FOUR riders participating the Blayney 2 Bathurst cycling race had to be taken to hospital after an accident early in Sunday’s event.
The accident involved a group of riders and occurred just outside Barry, with the Bathurst Cycling Classic organisers reporting the incident on Facebook at 9.55am.
St John’s Ambulance and NSW Ambulance attended to provide medical care to the riders injured.
“There were nine riders that fell and we ended up transporting four of them to hospital,” a spokesperson for NSW Ambulance said.
Three riders were taken to Orange Health Service, one with head injuries and possible spinal injuries, one with suspected spinal injuries and one with abrasions.
The fourth rider was taken to Bathurst Base Hospital with abrasions and a shoulder injury.
The other riders involved in the accident made the decision to continue with the race.
Unfortunately, the misfortune in the race did not end there.
Another rider, Brandon Conway from Port Macquarie, ran into trouble on a bridge and ended up falling from the bridge.
“I think it was just too much speed and it just all closed in too quickly and I couldn’t slow down quick enough, so when I was pretty much bumped I just fell off the side of the bridge,”
He landed in a bush, which softened the fall and prevented serious injury, and chose to continue his ride.
While it wasn’t an easy or injury-free ride for some, it was a good race for quite a few riders.
The biggest victor on the day was Matthew Dinham, who was the outright winner.
Georgia Whitehouse also had a big smile on her face after being crowned the female victor in the 110 kilometre long course, while Bathurst’s own Kirsten Howard won the women’s 70 kilometre short course.
Lincoln Hey was the men’s short course winner and, in another win for Bathurst, local rider Nick North finished third in the category behind Joshua Brodie.
The B2B was the last event in the two-day Bathurst Cycling Classic, which featured a total of four events.
These were criterium racing in the central business district, a hill climb event at Mount Panorama and a session of family fun riding on the criterium course.
There was a record number of entrants this year, with more than 2500 people participating.
By comparison, last year there were 2040 entrants.
Mayor Graeme Hanger said the increased number of entrants could be attributed to two things.

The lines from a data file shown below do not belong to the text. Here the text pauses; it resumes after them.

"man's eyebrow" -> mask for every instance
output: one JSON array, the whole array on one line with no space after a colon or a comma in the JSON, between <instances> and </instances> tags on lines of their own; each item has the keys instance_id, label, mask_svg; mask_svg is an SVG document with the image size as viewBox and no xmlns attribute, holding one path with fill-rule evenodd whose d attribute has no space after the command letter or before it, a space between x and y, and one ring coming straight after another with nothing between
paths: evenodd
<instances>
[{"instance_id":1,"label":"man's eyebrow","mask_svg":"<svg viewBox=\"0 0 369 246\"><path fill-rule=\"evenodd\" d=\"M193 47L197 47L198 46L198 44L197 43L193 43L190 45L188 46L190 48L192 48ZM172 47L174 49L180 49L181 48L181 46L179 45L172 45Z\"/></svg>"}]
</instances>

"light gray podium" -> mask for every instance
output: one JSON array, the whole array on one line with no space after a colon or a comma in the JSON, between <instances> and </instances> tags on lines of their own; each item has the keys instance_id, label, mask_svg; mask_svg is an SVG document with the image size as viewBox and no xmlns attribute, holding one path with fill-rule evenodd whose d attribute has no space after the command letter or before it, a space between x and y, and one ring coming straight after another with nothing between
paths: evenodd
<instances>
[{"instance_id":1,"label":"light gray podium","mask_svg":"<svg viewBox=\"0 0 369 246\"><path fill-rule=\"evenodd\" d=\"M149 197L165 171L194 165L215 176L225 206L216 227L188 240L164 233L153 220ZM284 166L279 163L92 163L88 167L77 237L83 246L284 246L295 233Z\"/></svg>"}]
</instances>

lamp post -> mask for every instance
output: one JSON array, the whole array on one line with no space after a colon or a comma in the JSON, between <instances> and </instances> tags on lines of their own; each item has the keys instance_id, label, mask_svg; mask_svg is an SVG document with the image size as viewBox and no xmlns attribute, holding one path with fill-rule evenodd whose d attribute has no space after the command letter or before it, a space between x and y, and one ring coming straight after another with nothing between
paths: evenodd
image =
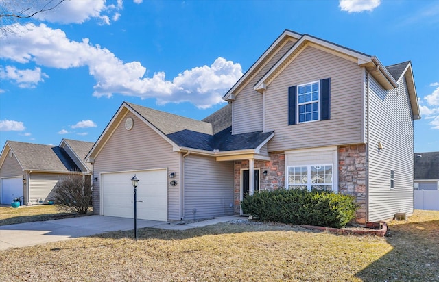
<instances>
[{"instance_id":1,"label":"lamp post","mask_svg":"<svg viewBox=\"0 0 439 282\"><path fill-rule=\"evenodd\" d=\"M137 241L137 184L139 179L136 177L136 175L131 179L131 183L134 188L134 239Z\"/></svg>"}]
</instances>

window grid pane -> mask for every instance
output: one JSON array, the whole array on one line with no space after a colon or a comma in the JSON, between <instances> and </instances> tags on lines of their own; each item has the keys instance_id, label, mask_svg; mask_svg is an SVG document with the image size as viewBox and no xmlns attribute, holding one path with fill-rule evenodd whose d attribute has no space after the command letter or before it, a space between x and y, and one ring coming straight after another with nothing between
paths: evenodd
<instances>
[{"instance_id":1,"label":"window grid pane","mask_svg":"<svg viewBox=\"0 0 439 282\"><path fill-rule=\"evenodd\" d=\"M288 188L309 190L333 190L333 166L288 167Z\"/></svg>"},{"instance_id":2,"label":"window grid pane","mask_svg":"<svg viewBox=\"0 0 439 282\"><path fill-rule=\"evenodd\" d=\"M318 82L304 84L298 87L298 112L299 123L318 120Z\"/></svg>"}]
</instances>

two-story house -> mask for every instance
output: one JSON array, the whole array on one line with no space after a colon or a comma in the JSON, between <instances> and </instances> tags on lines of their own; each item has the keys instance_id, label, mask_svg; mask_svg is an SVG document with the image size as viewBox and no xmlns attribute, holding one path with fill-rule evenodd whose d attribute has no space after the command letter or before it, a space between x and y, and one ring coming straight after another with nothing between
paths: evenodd
<instances>
[{"instance_id":1,"label":"two-story house","mask_svg":"<svg viewBox=\"0 0 439 282\"><path fill-rule=\"evenodd\" d=\"M156 220L239 214L278 188L354 195L359 223L413 212L410 62L285 31L203 120L123 103L87 155L94 212Z\"/></svg>"}]
</instances>

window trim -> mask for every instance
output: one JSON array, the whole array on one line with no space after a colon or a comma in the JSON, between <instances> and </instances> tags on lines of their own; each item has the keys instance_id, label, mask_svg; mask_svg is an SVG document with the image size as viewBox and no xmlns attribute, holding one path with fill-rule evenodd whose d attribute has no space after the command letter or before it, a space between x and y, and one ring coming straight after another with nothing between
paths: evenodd
<instances>
[{"instance_id":1,"label":"window trim","mask_svg":"<svg viewBox=\"0 0 439 282\"><path fill-rule=\"evenodd\" d=\"M309 180L311 179L311 168L312 166L331 166L331 172L332 172L332 175L331 175L331 184L328 184L328 183L320 183L320 185L318 184L315 184L313 185ZM307 178L308 180L308 182L307 183L303 183L302 185L300 185L300 184L289 184L289 168L301 168L301 167L306 167L307 168ZM307 186L307 190L308 191L311 191L312 186L329 186L331 185L331 191L333 192L337 192L337 190L334 188L335 185L335 181L334 181L334 177L335 177L335 175L334 173L334 164L301 164L301 165L296 165L296 166L287 166L287 179L286 179L286 187L287 189L289 190L289 189L294 189L294 186ZM292 188L290 188L292 187Z\"/></svg>"},{"instance_id":2,"label":"window trim","mask_svg":"<svg viewBox=\"0 0 439 282\"><path fill-rule=\"evenodd\" d=\"M297 120L297 124L300 124L300 123L313 123L316 121L320 121L321 120L321 114L322 114L322 87L320 86L321 83L320 83L320 80L316 80L314 81L311 81L311 82L307 82L305 84L298 84L297 86L296 86L296 120ZM309 84L317 84L318 86L318 98L317 99L317 108L318 108L318 117L316 120L305 120L305 121L300 121L300 118L299 118L299 106L302 105L307 105L307 104L312 104L313 103L316 103L316 101L311 101L311 102L304 102L304 103L299 103L299 88L300 86L304 86L306 85L309 85Z\"/></svg>"},{"instance_id":3,"label":"window trim","mask_svg":"<svg viewBox=\"0 0 439 282\"><path fill-rule=\"evenodd\" d=\"M390 169L390 188L391 190L395 190L395 170L394 169Z\"/></svg>"}]
</instances>

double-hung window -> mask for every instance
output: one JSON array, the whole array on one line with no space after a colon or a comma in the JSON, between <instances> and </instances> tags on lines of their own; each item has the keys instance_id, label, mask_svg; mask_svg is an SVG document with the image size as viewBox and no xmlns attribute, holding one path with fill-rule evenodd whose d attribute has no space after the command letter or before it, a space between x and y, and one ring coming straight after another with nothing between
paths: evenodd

The first was that the B2B was one of only two qualifying events for the Union Cycliste Internationale (UCI) Gran Fondo World Championships.
“That’s a world-wide race of course and it is just the pinnacle of road racing for amateurs,” Cr Hanger said
The second factor contributing to the big numbers, Cr Hanger said, was that the B2B is a long race held entirely on closed roads.
On top of the great achievements for riders, the cycling festival has given Bathurst’s economy a big boost in a very short time, as well as extended the financial benefits to other parts of the Central West.
Cr Hanger said the restaurants and accommodation providers will have had a bumper weekend with all the riders and their entourages relying heavily on them so they can attend the events in the festival.
“At least $2 million will come into the economy from this race,” he said.
He said the whole event at the very least won’t get any smaller, but it has the potential to become even bigger.
“It’s a high quality event. That’s what brings people and what will continue to bring people here,” Cr Hanger said.